Seiko on Novak Djokovic
Seiko reckons Novak Djokovic would have to adjust his watch some 60 times a year with his travel schedule, so it saves him the trouble with the Astron Novak Djokovic Limited Edition SSE174 ($3,000). It has a dual time function that adjusts to local time anywhere in the world at the touch of a button. It is a GPS watch with a precision of one second every 100,000 years. It runs on solar energy and has been coated with Seiko’s unique super-hard black coating, giving it scratch resistance and a uniform jet-black color that will not fade. It is loaded with tennis-themed features: The tennis points system—Love, 15, 30, and 40—is used for four of the minute markers; a star at eight o’clock honors Novak for being one of only eight players in history to achieve a career Grand Slam; and the UTC codes for the four cities that host the Grand Slam tournaments—Paris, London, New York, and Melbourne—are highlighted on the bezel. It is a limited edition of 5,000 pieces.
Bovet on Nicola Kuhn
Compared to the previous stars and timepieces, the Bovet OttantaSei LE flying tourbillon ($173,000) and Pablo Carreño Busta are less well-known—but worth getting to know. Carreño Busta is a Spanish player currently ranked 13 in the world. He has won 11 finals, including the Winston-Salem Open in North Carolina, and has reached the semifinals at the U.S. Open last year and the fourth round of the Australian Open this year. The watch was designed by Pininfarina, the Italian car design firm, which explains why it has the aesthetic star power of an Italian sports car.

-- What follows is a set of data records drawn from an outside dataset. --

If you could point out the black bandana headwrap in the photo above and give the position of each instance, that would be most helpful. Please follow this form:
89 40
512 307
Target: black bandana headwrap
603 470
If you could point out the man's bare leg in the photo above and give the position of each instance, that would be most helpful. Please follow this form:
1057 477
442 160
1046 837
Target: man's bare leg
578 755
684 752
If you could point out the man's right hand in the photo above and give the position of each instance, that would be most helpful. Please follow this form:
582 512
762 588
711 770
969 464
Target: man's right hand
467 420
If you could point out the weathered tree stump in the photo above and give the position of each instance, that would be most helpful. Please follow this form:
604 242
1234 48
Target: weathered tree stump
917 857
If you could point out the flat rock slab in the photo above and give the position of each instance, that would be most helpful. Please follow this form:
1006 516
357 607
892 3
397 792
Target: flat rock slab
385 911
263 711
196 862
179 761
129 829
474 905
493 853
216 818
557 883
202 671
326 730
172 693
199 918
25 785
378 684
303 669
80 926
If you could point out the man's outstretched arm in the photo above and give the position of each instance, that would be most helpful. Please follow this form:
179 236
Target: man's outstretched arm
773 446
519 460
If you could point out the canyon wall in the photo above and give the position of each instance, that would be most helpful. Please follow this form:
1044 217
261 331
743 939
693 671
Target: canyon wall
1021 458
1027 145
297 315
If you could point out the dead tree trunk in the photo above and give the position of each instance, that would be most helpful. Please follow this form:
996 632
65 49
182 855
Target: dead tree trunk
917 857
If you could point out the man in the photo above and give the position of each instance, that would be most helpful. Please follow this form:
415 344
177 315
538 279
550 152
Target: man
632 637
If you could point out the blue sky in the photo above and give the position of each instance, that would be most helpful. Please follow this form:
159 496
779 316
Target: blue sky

The 10-day flying tourbillon is openworked and trimmed with either bronze or blue PVD treatment. The front, back, and sides of the case are fitted with sections of sapphire crystal, framing the movement like a curio cabinet housing a work of art. The 44 mm watch is large but lightweight thanks to its grade-5 titanium case. It is a limited edition of 86 pieces (OttantaSei means “86” in Italian).